Engineering solutions for the developing world: Part 2Jonathan Fuller | April 06, 2020
This article is Part 2 of Welding Digest's two-part series on engineering for the developing world. Read Part 1 here.
“Breakthrough” engineering and meeting SDGs
Engineering can be a major player in the quest to reduce poverty, reduce climate change and provide reliable food sources, among other global social initiatives. Organizations like Engineering for Change and Engineers Without Borders have actively worked to apply engineering to the United Nations’ Sustainable Development Goals (SDG), a set of 17 goals established in 2015 to “achieve a better and more sustainable future for all.” SDGs include eliminating poverty and hunger, providing clean sanitation and ensuring sustainable production and consumption worldwide.

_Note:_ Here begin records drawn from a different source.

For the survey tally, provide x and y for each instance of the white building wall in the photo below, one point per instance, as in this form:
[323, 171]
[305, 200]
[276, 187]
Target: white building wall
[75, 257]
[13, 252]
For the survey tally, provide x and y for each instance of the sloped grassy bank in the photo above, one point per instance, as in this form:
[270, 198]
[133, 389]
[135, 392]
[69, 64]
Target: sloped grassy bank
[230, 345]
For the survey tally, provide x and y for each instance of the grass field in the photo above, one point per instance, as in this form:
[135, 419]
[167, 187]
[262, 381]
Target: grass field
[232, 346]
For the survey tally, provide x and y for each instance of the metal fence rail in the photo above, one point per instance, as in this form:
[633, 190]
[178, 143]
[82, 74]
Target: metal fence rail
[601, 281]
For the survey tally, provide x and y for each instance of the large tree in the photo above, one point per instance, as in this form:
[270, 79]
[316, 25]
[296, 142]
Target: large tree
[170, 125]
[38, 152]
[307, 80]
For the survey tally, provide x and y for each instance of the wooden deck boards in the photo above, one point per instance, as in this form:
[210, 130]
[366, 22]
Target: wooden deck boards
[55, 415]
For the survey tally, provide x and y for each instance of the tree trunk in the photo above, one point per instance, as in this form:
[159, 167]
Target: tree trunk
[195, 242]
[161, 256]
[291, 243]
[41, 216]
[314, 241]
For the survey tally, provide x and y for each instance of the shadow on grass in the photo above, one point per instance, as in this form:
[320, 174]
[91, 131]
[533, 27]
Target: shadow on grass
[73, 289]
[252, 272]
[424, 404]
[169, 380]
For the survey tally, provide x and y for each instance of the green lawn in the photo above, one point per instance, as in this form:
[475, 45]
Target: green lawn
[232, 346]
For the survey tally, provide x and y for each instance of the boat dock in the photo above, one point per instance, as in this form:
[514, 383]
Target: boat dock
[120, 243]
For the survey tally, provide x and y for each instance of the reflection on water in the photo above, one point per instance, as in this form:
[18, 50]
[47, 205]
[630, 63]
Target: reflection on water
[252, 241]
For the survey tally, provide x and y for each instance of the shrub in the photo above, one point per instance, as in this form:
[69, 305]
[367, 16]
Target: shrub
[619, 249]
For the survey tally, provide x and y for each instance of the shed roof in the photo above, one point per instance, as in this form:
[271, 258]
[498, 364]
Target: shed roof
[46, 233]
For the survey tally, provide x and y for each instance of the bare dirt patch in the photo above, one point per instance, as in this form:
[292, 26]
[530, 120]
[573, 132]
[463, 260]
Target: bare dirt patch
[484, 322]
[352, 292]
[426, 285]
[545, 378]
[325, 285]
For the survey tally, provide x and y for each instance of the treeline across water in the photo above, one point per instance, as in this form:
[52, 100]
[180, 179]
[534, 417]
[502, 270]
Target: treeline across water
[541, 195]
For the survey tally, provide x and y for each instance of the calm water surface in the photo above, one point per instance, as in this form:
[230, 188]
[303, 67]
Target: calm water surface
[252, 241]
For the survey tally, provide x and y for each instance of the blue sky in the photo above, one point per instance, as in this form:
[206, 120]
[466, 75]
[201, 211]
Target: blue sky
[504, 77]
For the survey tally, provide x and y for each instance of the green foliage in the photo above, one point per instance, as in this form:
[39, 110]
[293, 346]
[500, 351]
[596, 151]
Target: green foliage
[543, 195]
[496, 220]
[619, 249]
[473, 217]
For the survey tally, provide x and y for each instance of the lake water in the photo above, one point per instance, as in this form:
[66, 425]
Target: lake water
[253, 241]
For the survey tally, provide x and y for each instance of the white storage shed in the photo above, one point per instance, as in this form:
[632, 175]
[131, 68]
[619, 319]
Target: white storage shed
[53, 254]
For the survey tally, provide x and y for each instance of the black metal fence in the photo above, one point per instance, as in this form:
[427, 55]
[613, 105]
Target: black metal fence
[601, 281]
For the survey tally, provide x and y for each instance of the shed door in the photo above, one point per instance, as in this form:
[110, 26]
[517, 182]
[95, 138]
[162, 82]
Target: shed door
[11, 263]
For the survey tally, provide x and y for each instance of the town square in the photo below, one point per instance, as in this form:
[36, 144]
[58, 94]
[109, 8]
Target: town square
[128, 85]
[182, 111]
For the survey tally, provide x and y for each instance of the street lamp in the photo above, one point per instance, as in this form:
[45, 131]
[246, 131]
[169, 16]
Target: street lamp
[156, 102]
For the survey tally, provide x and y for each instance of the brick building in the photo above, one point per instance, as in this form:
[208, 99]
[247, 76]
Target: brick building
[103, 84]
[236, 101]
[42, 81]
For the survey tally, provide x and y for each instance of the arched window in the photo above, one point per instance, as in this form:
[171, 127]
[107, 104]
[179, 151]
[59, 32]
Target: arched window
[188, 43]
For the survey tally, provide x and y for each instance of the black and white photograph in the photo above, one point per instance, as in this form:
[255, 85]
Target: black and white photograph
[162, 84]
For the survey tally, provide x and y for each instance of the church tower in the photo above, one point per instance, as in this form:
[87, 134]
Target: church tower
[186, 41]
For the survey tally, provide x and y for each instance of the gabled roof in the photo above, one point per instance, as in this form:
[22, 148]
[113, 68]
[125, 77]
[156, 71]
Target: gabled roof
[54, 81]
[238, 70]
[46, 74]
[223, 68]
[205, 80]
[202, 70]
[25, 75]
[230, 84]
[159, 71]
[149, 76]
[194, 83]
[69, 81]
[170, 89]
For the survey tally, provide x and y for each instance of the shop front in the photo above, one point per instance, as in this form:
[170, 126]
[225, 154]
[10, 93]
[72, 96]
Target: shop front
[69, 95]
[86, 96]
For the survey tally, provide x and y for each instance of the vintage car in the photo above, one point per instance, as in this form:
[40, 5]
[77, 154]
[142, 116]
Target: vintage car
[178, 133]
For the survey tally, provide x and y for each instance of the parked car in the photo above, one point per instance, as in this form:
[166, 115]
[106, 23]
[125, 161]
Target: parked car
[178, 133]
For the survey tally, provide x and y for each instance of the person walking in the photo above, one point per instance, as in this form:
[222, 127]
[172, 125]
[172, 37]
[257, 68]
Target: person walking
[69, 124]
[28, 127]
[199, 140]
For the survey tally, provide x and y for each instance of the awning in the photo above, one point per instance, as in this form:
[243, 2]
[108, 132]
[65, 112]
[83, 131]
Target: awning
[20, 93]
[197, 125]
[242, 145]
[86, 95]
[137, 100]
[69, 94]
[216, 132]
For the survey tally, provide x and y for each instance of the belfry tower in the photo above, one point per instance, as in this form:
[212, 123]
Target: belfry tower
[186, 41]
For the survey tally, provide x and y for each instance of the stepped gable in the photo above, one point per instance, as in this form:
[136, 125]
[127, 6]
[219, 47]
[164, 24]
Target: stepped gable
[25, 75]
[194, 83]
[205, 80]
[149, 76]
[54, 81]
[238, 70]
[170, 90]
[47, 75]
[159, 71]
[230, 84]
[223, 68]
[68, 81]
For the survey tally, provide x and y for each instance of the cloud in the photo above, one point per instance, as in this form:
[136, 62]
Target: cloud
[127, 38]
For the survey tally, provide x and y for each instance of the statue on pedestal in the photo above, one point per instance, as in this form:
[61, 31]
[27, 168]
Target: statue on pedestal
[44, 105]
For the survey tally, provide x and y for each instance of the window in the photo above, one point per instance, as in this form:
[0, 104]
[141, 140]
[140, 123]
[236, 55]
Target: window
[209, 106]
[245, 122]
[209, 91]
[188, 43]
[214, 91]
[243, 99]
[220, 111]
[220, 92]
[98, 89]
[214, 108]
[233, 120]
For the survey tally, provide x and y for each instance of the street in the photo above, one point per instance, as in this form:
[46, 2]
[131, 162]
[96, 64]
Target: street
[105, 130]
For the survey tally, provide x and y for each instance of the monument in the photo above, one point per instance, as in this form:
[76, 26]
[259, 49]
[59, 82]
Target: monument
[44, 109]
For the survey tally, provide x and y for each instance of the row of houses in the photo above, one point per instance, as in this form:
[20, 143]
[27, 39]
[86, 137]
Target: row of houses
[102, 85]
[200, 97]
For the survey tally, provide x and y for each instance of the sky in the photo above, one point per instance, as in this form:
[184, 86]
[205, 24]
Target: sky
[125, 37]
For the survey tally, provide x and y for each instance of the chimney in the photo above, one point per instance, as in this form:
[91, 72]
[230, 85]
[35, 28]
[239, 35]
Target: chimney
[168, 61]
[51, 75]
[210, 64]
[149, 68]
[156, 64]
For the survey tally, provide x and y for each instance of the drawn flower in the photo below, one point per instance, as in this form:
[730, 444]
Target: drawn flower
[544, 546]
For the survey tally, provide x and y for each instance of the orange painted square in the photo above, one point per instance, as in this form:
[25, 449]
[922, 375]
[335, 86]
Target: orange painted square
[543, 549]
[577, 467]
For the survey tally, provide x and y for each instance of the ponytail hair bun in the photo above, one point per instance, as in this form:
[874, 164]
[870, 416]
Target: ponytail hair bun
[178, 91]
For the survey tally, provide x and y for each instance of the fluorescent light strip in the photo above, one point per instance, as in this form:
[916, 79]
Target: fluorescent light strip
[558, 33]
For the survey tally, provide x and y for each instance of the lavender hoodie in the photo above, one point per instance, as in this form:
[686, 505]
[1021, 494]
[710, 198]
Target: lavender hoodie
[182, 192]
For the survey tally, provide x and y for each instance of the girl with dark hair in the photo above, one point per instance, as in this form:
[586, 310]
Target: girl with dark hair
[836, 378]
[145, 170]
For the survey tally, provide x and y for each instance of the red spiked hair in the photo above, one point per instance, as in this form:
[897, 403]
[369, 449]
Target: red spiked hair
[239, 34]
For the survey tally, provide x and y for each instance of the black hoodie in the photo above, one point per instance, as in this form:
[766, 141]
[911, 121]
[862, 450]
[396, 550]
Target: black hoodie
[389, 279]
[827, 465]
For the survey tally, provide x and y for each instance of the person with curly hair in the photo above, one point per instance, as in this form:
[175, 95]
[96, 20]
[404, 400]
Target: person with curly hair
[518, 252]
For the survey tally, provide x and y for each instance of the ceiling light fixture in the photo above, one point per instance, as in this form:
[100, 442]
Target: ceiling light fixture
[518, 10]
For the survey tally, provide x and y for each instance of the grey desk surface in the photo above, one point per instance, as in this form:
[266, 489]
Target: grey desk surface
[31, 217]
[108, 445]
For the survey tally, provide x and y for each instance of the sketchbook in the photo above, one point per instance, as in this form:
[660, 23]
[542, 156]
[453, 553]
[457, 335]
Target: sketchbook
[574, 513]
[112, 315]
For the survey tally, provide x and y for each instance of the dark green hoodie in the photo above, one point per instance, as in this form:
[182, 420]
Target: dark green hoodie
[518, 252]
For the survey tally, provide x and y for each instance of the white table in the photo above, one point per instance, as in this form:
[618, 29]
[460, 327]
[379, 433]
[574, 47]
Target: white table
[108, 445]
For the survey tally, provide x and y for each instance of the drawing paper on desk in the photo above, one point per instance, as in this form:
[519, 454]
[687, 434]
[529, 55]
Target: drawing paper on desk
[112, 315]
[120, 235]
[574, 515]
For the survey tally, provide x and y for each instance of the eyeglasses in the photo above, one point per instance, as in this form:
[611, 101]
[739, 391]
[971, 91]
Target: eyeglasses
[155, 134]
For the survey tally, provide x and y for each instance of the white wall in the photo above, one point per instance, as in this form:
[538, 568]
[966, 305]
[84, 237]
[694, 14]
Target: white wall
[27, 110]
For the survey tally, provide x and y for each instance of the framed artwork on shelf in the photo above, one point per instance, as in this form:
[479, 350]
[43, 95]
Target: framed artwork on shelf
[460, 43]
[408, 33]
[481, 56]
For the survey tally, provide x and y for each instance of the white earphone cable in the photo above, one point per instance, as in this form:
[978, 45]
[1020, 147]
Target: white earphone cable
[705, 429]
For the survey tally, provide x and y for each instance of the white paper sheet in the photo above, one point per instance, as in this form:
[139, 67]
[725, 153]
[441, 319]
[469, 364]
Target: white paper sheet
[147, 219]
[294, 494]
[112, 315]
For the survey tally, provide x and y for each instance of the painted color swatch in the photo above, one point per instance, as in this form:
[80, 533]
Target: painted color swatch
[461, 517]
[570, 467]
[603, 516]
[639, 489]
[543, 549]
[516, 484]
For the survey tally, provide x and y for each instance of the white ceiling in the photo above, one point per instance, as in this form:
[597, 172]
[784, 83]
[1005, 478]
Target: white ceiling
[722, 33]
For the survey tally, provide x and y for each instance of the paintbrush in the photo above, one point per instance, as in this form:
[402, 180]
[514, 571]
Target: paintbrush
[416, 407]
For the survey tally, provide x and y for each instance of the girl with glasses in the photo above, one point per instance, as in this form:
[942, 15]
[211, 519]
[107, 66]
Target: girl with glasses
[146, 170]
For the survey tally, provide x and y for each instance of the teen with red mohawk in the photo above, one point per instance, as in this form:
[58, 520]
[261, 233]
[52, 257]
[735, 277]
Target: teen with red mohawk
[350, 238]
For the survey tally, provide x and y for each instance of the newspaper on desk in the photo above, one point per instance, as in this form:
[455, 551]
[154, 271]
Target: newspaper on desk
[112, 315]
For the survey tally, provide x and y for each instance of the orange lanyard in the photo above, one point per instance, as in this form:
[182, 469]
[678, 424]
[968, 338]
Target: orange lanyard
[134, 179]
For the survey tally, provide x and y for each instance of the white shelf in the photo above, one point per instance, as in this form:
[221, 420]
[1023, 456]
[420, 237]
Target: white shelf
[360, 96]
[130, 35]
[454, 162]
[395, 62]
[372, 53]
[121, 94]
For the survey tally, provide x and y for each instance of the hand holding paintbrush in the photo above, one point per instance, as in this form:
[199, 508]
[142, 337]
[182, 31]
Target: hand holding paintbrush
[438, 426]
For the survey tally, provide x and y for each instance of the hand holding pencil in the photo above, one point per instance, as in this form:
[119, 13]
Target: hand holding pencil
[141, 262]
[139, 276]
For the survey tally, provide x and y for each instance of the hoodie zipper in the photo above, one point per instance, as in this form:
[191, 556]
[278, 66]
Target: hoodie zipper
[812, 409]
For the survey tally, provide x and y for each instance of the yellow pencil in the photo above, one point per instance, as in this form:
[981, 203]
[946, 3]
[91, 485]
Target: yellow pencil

The UN is looking to achieve these goals by 2030 — an ambitious date to accomplish all 17. To support the goals from an engineering perspective, the Institute for Transformative Technologies (ITT) publishes the 50 Breakthroughs Report, which lays out the most important technology breakthroughs needed to support the UN SDGs. The 1,021 page report, which was last issued in 2019, is freely available to the public.
In keeping with the spirit of jugaad, ITT stresses that most of the 50 breakthroughs should be low-cost solutions. Some of the breakthroughs, for example, challenge engineers to simply take existing technologies like electric vehicles, desalination techniques, solar mini-grids and smartphones and make them affordable for more individuals on a global level. Inexpensive versions of these technologies would directly enable the UN SDGs of clean water and sanitation, affordable and clean energy and climate action.
Many of the breakthroughs deal with inventive ways to provide clean water and more effective sewage treatment. The U.S. Center of Disease Control estimated that 780 million people do not have access to clean water, and around 2.5 billion do not have adequate sanitation, according to 2012 and 2008 reports, respectively. The 50 Breakthroughs Report therefore recommends that engineers focus on creating things like improved on-site fecal waste management systems, low-cost scalable techniques for desalinating brackish water and multiple techniques for enabling crop irrigation, including low-cost solar pumps, inexpensive groundwater drilling and a low-cost system enabling precision application of water and fertilizer at the correct time.
Engineering on a local level
These developments will be key to improving the lives of people in lower-income, less-developed areas like sub-Saharan Africa or Southeast Asia. It is tempting to imagine that a large multinational corporation would swoop in and create a silver-bullet solution for a social issue. But most of the solutions will likely feature “good-enough,” jugaad engineering, involving widespread efforts to give local residents the tools and knowledge they need to solve their own problems.
Small, isolated breakthroughs — such as the development of key vaccines, the light bulb, the printing press or the mechanical clock — may have seemed insignificant at the time, but all radically changed life for the better. Applying engineering minds to global problems can do the same.